Remember, that-which-exists at any moment does not just consist of a set of worlds, but a set of worlds each with a complex number attached. And that-which-exists in the next moment is - the same set of worlds, but now with different complex numbers attached.

You seem to be talking about the wavefunction, which is a complex function defined over the configuration space (a set of configurations each with a complex number attached). But in that case you seem to be confusing a world with a configuration. A configuration defines only position. (Assuming we're talking about positional configuration space.)

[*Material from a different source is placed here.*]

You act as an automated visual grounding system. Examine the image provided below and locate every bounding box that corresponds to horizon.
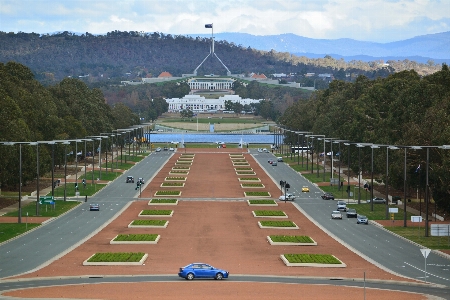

It seems I can save myself some trouble explaining by quoting Eliezer:

A point mass of amplitude, concentrated into a single exact position in configuration space, does not correspond to a precisely known state of the universe. It is physical nonsense.

It's like asking, in Conway's Game of Life: "What is the future state of this one cell, regardless of the cells around it?" The immediate future of the cell depends on its immediate neighbors; its distant future may depend on distant neighbors.

If Conway's Game of Life managed to support a multiverse, then a single universe in this multiverse would not correspond to a cell. It would correspond to some section of the whole pattern quite a bit larger than a single cell - a section which was for the most part causally separated from the rest of the pattern. And this section might move around over Conway's gameboard (or whatever it's called), just as a glider can move across Conway's gameboard.